The surely obvious fact is that a well-kept pint of cask beer is not just a joy, it’s the licensee’s best weapon in the fight to lure people out of their living rooms and down the pub. You cannot get it as fresh, as perfect, as it is anywhere else outside the bar of a well-run public house. Punch Taverns’ external affairs and central operations director, Andy Slee, who was at the reception at the Morpeth Arms on Millbank in Westminster attended by the community and pubs minister, Kris Hopkins, that launched Cask Beer Uncovered, said Punch was one of the dozen or so companies that have funded the Cask Beer Uncovered initiative because of the importance of cask beer to the company: “We see cask beer as a competitive advantage for our pubs, not just against drinking at home, but also against managed houses, which are often very food-focused,” Slee said. “One in five pints sold in Punch pubs is cask beer, as opposed to one in eight nationally. We put a lot of time and effort into working on the quality. We’re the biggest pubco in Cask Marque, and to encourage our licensees to be members of the Cask Marque scheme we pay for the first 18 months of their membership. We see it as a critical signpost to the consumer of a quality outlet. That’s why we were delighted to be part of the development of Cask Beer Uncovered. It’s not just about promoting cask beer to current consumers – it’s all around attracting new consumers, the next generation.”
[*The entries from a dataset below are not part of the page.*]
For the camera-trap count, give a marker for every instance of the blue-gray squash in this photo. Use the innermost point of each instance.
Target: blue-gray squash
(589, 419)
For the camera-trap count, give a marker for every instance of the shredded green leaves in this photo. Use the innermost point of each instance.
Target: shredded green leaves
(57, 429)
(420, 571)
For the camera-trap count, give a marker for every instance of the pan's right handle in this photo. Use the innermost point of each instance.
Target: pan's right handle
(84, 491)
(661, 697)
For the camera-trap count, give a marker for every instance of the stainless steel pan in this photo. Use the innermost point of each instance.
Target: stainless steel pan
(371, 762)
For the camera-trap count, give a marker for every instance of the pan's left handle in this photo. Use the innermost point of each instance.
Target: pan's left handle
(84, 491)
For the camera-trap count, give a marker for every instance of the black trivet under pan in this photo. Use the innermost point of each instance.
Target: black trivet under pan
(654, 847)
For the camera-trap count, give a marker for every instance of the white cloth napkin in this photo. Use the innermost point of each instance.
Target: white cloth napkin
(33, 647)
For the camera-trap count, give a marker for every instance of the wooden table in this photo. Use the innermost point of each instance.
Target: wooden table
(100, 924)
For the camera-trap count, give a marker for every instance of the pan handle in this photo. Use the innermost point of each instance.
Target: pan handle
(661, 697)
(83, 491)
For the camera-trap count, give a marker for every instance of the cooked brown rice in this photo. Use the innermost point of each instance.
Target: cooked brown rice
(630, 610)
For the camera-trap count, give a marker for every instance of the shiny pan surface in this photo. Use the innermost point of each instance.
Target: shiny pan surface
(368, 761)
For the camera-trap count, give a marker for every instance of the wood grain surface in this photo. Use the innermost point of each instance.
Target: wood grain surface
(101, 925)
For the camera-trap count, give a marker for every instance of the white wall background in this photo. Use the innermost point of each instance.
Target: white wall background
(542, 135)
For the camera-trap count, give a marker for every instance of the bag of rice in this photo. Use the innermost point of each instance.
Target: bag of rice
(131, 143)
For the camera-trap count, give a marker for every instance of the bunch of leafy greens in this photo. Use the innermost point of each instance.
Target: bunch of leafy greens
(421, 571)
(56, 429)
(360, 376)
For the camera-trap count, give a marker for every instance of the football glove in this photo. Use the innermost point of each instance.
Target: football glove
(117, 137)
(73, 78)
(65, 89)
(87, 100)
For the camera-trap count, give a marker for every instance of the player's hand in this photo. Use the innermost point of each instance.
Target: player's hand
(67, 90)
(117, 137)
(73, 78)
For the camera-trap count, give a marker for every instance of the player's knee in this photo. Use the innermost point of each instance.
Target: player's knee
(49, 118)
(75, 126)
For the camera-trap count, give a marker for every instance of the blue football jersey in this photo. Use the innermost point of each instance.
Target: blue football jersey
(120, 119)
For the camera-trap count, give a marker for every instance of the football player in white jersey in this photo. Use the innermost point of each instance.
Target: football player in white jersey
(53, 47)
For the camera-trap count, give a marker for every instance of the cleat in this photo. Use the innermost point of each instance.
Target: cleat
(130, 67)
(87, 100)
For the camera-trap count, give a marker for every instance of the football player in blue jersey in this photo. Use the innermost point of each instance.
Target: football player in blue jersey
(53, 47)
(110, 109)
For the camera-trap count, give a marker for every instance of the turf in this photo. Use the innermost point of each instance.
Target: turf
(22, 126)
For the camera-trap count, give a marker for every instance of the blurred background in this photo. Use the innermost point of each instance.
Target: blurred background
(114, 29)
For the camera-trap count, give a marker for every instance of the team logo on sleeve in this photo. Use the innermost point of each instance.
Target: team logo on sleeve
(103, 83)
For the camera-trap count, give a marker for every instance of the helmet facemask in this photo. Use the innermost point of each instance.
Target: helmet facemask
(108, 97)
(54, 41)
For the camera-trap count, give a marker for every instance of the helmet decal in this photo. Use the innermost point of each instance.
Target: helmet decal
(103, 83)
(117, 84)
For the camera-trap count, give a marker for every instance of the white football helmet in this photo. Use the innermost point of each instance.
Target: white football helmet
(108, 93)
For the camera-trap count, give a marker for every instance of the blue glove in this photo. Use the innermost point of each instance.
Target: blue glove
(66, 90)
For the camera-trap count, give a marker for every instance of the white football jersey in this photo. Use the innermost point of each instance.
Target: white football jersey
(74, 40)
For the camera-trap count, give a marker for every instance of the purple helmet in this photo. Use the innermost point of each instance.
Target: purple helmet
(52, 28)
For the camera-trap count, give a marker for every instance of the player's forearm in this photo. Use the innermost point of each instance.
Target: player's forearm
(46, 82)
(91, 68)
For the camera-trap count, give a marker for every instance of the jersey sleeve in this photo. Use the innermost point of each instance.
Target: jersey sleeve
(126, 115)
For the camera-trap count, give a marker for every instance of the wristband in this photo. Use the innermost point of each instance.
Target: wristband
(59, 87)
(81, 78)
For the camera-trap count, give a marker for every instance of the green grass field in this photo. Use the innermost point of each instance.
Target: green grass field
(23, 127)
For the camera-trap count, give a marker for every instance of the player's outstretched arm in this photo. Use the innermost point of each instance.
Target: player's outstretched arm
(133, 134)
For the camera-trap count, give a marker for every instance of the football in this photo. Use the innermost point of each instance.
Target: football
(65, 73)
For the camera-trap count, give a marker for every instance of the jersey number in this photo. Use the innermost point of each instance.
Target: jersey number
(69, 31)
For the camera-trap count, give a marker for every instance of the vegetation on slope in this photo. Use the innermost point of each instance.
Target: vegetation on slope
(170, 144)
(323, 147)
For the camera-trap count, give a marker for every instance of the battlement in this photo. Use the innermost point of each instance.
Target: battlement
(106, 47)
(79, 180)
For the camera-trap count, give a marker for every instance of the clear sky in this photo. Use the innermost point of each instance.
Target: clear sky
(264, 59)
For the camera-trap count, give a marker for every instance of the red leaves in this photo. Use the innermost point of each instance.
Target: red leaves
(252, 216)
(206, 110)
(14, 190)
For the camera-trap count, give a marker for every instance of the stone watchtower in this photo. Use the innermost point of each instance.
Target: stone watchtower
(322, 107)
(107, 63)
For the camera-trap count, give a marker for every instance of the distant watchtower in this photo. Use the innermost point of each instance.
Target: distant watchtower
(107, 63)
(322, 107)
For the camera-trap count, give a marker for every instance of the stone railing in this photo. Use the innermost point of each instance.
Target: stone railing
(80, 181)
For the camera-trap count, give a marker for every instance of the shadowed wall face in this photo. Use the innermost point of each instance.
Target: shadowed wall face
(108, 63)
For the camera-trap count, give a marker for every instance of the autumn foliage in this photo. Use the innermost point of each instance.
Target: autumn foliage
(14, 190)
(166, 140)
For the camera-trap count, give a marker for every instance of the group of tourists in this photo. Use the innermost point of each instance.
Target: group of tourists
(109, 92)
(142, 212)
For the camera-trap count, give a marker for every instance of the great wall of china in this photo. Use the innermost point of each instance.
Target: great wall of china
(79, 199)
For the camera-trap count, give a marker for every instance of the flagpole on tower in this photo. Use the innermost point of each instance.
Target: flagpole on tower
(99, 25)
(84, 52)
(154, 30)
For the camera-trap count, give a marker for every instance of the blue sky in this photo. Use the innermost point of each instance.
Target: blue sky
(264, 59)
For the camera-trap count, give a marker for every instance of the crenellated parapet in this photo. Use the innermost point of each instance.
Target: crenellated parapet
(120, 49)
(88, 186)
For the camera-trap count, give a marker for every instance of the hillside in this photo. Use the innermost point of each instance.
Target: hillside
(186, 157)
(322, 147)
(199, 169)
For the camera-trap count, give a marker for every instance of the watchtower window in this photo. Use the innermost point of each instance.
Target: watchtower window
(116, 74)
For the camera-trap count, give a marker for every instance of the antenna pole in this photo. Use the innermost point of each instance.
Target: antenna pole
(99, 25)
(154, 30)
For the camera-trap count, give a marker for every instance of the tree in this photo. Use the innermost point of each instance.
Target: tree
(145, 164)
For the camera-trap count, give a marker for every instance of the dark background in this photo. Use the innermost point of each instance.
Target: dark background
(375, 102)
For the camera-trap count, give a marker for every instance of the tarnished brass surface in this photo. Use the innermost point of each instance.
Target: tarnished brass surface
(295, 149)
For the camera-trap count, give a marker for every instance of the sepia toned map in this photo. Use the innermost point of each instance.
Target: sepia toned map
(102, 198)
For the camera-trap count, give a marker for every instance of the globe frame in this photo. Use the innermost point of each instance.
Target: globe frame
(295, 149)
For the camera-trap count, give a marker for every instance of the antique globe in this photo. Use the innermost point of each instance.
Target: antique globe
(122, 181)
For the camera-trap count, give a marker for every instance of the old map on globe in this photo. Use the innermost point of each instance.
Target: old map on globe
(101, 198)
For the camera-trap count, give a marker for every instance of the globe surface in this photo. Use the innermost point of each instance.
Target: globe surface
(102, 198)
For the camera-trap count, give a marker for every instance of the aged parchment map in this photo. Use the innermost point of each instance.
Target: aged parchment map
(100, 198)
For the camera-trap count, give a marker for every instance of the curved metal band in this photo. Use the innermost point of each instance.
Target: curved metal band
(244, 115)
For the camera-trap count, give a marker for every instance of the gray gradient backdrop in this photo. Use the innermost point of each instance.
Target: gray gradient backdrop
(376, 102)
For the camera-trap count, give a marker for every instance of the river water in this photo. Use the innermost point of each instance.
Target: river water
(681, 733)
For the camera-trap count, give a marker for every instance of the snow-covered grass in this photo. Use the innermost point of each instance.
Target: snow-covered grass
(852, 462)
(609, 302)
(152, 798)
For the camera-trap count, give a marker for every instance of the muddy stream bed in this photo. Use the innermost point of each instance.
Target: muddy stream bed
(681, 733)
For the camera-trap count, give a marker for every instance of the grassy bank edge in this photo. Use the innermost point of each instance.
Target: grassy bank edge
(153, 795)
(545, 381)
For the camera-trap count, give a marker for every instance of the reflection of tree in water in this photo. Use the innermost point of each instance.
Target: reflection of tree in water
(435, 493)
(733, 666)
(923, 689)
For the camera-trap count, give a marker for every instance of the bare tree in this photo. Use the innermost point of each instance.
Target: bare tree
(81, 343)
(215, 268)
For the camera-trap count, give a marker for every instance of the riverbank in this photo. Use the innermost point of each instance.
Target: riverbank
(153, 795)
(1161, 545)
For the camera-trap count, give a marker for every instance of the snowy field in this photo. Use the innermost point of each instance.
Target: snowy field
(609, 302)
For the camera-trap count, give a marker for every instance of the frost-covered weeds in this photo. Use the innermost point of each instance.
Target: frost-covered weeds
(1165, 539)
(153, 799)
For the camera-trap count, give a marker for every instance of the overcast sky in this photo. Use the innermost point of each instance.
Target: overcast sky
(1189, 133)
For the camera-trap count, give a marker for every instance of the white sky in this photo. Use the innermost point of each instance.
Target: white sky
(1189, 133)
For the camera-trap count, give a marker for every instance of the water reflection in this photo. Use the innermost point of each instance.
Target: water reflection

I’d encourage you to go through the Cask Beer Uncovered course, which you can register for here: it kicks off with a short flag-waving, Elgar-playing section on how wonderful cask ale is which, if you’ve seen the “I am a Craft Brewer” film made in 2009 for the American Craft Brewers Conference, will look rather familiar (try playing “name those British brewers” as they shoot past – and spot the one whose brewery, whoops, produces far more keg beer than cask …) but the next five sections, which cover the brewing process, ingredients and their impact on beer flavour, beer conditioning in the pub cellar, choosing the right range of cask beers and the importance of throughput and quality, serving the perfect pint of cask beer, promoting cask beer to customers and matching beer with food, put across their messages in a thorough, accurate and non-patronising manner – and give the viewer a test at the end of each section to see what they have absorbed. It then recommends other cellar management courses, including the BII’s ABCQ (Award in Beer and Cellar Quality) course, and CPL’s Introduction to Cellar Management e-learning course. Take the Cask Beer Uncovered test yourself, see how well you do. I’m delighted (and relieved) to say I got 100% and now have my Cask Beer Uncovered certificate. Can I have a payrise, please, Mr Charity?